Wujud Permasalahan yang Dihadapi Wanita: Permasalahan Virginitas dan Pemerkosaan
Wanita dilahirkan dan ditakdirkan memiliki alat vital yang dilindungi selaput dara, dianggap sebagai porselen cina, harus dijaga dan tidak asal diberikan, jika hancur, tamatlah sudah. Sedangkan, pria tidak. Wanita diciptakan dengan selaput dara, tapi pria tidak diciptakan dengan selaput penis, Hal inilah yang mengawali munculnya suatu permasalahan yang harus dihadapi wanita dalam novel Saman.

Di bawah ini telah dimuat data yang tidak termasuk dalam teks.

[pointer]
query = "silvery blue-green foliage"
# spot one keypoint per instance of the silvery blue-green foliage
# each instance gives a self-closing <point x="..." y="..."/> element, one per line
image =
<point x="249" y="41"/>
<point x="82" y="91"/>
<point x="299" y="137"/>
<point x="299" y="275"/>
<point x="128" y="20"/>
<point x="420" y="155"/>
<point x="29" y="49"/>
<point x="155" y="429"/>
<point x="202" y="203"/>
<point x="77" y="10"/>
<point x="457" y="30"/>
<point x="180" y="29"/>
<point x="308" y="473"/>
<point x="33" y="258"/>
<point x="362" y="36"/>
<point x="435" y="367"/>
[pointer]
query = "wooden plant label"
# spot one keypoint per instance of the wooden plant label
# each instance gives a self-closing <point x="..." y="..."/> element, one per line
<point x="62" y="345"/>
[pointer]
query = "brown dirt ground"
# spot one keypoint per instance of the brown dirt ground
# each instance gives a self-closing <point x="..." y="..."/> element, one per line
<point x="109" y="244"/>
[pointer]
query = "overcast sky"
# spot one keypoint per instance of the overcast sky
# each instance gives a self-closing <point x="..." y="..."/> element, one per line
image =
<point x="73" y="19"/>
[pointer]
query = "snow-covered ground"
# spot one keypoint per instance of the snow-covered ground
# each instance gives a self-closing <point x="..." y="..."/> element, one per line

Waktu mereka mulai mendengar bahwa aku sembunyi-sembunyi menemui seorang raksasa, ibuku membuka satu rahasia besar: bahwa aku ini ternyata sebuah porselin cina. Patung, piring, cangkir porselin boleh berwarna biru, hijau muda, maupun cokelat. Tapi mereka tak boleh retak, sebab orang-orang akan membuangnya ke tempat sampah, atau merekatkannya sebagai penghias kuburan. (Utami, 1998: hlm. 127)
Keperawanan adalah persembahan seorang perempuan kepada suami. Dan kau cuma punya satu saja, seperti hidung. Karena itu, jangan pernah diberikan sebelum menikah, sebab kau akan menjadi barang pecah belah (Utami, 1998: hlm. 127). Virginitas seolah-olah menjadi hal yang paling penting untuk mempertahankan harga diri seorang wanita. Jika sudah tidak perawan, wanita akan dibuang. Jika sudah tidak perawan, dianggap jijik wanita itu sebab tidak bisa melindungi mahkotanya. Hingga sekarang, masalah tersebut masih sangat relevan, pemikiran masyarakat mengenai keperawanan wanita masih sama. Sesungguhnya mengenai hal tersebut, sebagian benar, wanita memang harus menjaga keperawanannya, namun menganggap wanita yang sudah tidak perawan adalah sampah? Itu yang salah.Â
Sesungguhnya, keperawanan itu milik wanita, mahkotanya dijaga untuk wanita itu sendiri, bukan untuk pria yang entah akan menjadi suaminya kelak atau siapapun. Sehingga, sebuah kesalahan jika masyarakat berpikir keperawanan seorang wanita dijadikan tolak ukur apakah wanita itu pantas atau tidak diterima dan dihargai.
Pembaca mungkin menyadari, Ayu Utami menulis Saman sebagai bentuk protesnya pada pemikiran yang menganggap wanita hanyalah sebuah barang; porselen, dan wanita harus mampu menjaga dirinya agar ia tidak menjadi barang pecah belah yang tidak dapat lagi digunakan oleh pria. Perlu orang-orang ketahui, wanita itu hancur, kehilangan keperawanannya bukan hanya karena mereka sendiri yang menyerahkan keperawanan itu, banyak pula kasus dimana lelaki sendirilah yang merenggut keperawanan wanita dengan memperkosa. Ironisnya, masyarakat hanya membuka matanya untuk melihat kasus pertama, dan menutup mata serta telinganya untuk kasus kedua.Â
Masih di dalam novel Saman, terdapat kasus pemerkosaan yang dialami oleh gadis bernama Upi. Ketika ia (Saman) kembali ke Lubukrantau, Ibu Argani menceritakan satu hal yang begitu mengejutkan dia. Dua laki-laki menjebol rantai pintu rumah Upi dan memperkosa gadis yang kini telah dua puluh satu tahun. Mereka meninggalkan pagutan-pagutan di dadanya (Utami, 1998: hlm. 90).Â
Kasus pemerkosaan itu nyata, banyak wanita yang tidak mampu menjaga mahkotanya sebab mereka tidak berdaya, namun, berkali- kali dalam novel Saman ini, orang-orang terus mengingatkan wanita untuk menjaga keperawanannya tanpa mengingatkan pria untuk menjaga dan menghormati wanita. Itulah salah dua hal yang menjadi permasalahan yang harus dihadapi wanita yang dituliskan Ayu Utami dalam novelnya.